Can I infer DeepSeek-OCR with Max, using CPU only?

In terms of built-in architectures in MAX, DeepseekV2ForCausalLM and DeepseekV3ForCausalLM are present, and are in active development. These architectures are oriented towards GPU serving, however. We have had no requests from anyone yet to run them on CPU, given their size.

The relatively new DeepSeek-OCR uses the DeepseekOCRForCausalLM architecture, which has some notable differences from the above. It’s possible to build it out in MAX, but the Modular team hasn’t yet created a version of it.
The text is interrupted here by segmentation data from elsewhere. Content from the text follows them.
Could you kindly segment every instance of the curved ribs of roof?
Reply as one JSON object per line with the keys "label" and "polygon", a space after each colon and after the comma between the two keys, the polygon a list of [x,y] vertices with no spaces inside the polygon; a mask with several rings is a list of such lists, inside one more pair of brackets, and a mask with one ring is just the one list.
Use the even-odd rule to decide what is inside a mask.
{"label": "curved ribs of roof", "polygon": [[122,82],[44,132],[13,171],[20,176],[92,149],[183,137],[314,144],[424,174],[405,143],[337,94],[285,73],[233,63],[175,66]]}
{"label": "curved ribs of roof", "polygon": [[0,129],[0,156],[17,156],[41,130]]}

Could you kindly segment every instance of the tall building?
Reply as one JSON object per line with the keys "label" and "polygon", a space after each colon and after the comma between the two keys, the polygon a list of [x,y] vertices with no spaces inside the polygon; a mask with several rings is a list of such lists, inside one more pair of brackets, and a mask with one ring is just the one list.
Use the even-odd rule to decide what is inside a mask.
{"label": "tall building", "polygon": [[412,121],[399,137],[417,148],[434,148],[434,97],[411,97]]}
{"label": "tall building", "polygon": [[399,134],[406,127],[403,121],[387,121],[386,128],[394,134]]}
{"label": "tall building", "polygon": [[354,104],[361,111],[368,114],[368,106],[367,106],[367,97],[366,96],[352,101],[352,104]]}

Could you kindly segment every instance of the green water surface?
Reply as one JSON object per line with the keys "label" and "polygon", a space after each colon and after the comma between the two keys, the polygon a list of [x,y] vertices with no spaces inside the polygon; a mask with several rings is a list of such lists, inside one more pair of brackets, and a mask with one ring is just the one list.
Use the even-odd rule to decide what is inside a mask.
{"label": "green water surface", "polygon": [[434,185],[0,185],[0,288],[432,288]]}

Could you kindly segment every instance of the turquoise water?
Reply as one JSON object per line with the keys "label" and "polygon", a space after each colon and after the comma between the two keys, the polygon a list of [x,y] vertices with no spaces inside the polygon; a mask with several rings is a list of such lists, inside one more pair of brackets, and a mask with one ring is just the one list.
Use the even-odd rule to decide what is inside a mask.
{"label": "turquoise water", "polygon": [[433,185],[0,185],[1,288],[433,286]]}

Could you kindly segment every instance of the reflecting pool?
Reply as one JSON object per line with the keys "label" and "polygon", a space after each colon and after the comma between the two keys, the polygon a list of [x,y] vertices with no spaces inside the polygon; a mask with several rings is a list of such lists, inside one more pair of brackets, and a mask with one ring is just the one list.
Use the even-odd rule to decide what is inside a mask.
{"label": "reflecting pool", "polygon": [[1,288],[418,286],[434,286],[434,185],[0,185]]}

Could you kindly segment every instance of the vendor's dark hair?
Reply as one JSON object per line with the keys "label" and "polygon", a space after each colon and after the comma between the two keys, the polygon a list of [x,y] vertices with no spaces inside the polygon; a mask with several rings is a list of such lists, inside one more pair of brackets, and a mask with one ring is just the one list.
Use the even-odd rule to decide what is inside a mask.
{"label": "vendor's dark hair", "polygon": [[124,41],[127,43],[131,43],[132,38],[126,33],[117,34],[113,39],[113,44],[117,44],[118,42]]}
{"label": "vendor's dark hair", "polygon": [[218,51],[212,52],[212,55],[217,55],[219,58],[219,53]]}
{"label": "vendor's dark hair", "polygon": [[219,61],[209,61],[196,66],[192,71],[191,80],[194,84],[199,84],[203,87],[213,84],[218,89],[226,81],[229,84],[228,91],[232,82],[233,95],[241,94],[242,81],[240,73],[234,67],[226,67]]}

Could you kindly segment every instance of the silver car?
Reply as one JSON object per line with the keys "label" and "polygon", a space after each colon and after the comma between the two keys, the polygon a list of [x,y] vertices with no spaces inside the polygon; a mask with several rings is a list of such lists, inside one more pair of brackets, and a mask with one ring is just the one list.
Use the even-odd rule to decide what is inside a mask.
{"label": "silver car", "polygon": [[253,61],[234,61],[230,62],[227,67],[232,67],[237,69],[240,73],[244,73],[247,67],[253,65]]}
Furthermore, to be practical on CPU, a heavily quantized model would need to be used and so far we’ve only optimized CPU-based quantization in the Llama family of models.

1 Like

Thanks for your feedback, appreciated.

Running DeepSeek-OCR on CPU only isn’t really practical for inference, especially with Max, because the model and its dependencies are designed around GPU acceleration and CUDA support — CPU-only execution leads to very slow performance or may not work properly at all. Most guides and community discussions indicate that DeepSeek-OCR is best run on an NVIDIA GPU setup with adequate VRAM for reasonable throughput, and CPU-only usage isn’t recommended for real-world tasks.

CPUs can get fairly high memory bandwidth, with AMD’s EPYC Turing being able to easily blow past all non-5090 consumer GPUs. Similarly, AVX512 does provide a very reasonable amount of flops when you consider that 256 cores of Zen 5 has the same vector width as 128 NVIDIA SMs, meaning that if you are compute bound (as many convnet models are), a large CPU is not a horrible choice vs a GPU, especially for higher batch counts. CPU instances on public cloud are often quite a bit cheaper as well, so sometimes the economics work out in the favor of CPU.